III THE DECISIONS IN S and MARPER.

[10] … In R (S and Marper) –v- Chief Constable of South Yorkshire Police [2004] 1 WLR 2196 [[2004] UKHL 39 (22 July 2004)] … by a majority of four to one, the House of Lords held that the retention of the Applicants’ fingerprints, cellular samples and DNA profiles did not interfere with their right to respect for private life under Article 8(1). Further, the House was unanimous that insofar as there was any such interference, it was justified under Article 8(2).

[12] … in S and Marper –v- United Kingdom [2009] 48 EHRR 50 [30562/04 [2008] ECHR 1581 (4 December 2008)] … the European Court [of Human Rights] upheld their complaint, finding that there was a disproportionate interference with their rights under Article 8.

IV THE ISSUES

[14] The court is of the opinion that there are two central issues which it must determine:

(a) Having regard to the clear conflict between the decisions of the House of Lords and the Strasbourg Court in the S and Marper case, what is the appropriate determination of the first limb of the Applicant’s challenge, which relates to the retention of his fingerprints and DNA samples?

(b) Does the retention of the Applicant’s photographic images by the Police Service, representing the second limb of his challenge, interfere with his right to respect for private life under Article 8(1) ECHR? If “yes”, is such interference justified under Article 8(2)?

As will be immediately apparent, neither element of the second of these questions arose in S and Marper.
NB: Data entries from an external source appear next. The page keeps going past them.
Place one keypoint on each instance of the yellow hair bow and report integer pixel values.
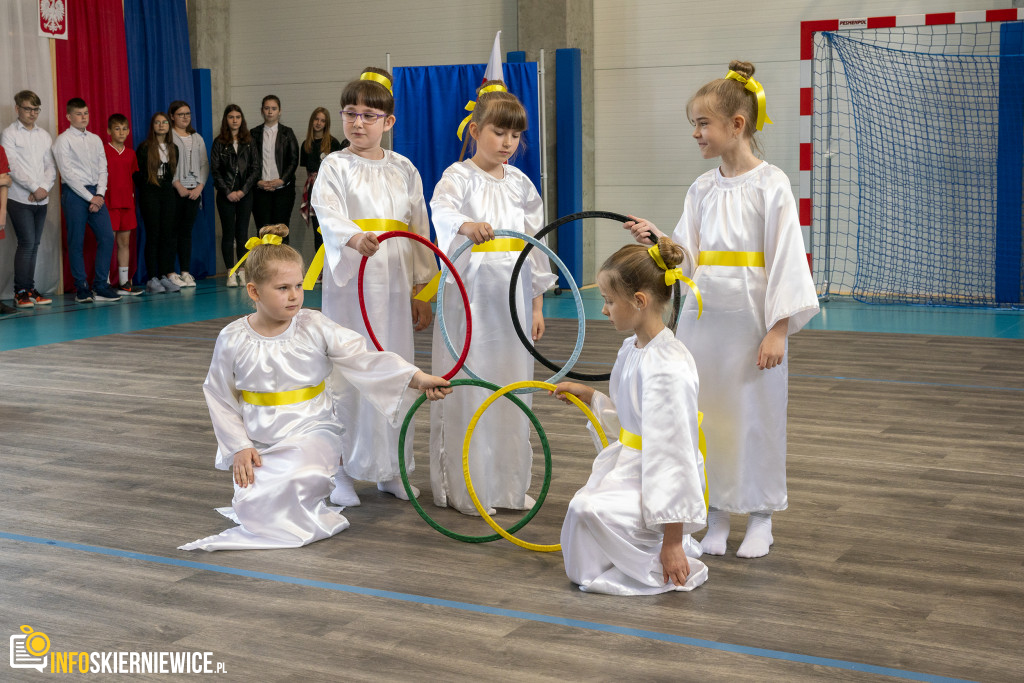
(373, 76)
(673, 274)
(252, 244)
(471, 104)
(758, 91)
Accordingly, the challenge to the retention of the Applicants’ photographic images by the Police Service constitutes a novel aspect of these proceedings. …

VII SUMMARY OF CONCLUSIONS

[62]With reference to the issues formulated in paragraph [14] above, the court concludes:

(i) As regards retention by the police of the Applicant’s fingerprints and DNA samples, we are bound to follow the decision of the House of Lords in S and Marper. Accordingly, this aspect of the Applicant’s challenge fails.
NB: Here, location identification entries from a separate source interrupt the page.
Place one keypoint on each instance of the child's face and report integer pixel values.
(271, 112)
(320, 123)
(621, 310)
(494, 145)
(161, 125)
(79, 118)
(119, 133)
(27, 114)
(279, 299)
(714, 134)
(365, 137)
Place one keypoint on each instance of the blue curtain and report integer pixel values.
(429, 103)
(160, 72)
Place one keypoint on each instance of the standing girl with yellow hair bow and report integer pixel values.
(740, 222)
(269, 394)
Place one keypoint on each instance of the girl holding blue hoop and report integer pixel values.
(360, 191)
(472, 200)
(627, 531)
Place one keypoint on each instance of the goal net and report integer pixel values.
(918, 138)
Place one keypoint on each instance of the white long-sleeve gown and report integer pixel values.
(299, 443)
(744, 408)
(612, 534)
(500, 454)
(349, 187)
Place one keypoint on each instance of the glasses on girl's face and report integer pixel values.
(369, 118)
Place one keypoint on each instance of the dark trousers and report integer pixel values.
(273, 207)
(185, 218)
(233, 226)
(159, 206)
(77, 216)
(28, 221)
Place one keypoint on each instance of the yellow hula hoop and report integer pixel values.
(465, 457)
(ii) Having regard to the materially indistinguishable statutory and factual matrices in S and Marper and the present case, the retention by the Police Service of the Applicant’s photographic images, in the terms outlined above, does not interfere with his right to respect for private life protected by Article 8(1) ECHR. Thus Article 8(2) does not arise for consideration.

(iii) If our second conclusion is wrong, we would consider that any interference with the Applicant’s right to respect for private life is not justified under Article 8(2): while such interference pursues the statutory aims, which are legitimate, the interference is not proportionate and is not in accordance with the law.
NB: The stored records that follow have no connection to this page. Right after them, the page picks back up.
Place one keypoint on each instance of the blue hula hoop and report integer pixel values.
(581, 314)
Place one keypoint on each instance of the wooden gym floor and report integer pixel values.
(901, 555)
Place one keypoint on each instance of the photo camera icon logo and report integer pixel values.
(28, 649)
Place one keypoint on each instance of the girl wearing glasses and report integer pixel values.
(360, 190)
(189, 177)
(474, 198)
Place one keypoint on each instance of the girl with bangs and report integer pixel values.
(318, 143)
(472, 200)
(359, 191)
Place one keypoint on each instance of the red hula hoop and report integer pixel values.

(iv) Pursuant to Section 41 of the Judicature (NI) Act 1978, we certify for determination by the Supreme Court the following point of law of general public importance:

 

Whether [a] the continued retention of the Applicant’s DNA samples and fingerprints on the Police Service of Northern Ireland database indefinitely and/or [b] the continued retention of the Applicant’s photographic images on the same database for a minimum period of seven years and perhaps indefinitely infringes his right to respect for private life under Article 8 of the European Convention on Human Rights and Fundamental Freedoms, contrary to Section 6 of the Human Rights Act 1998.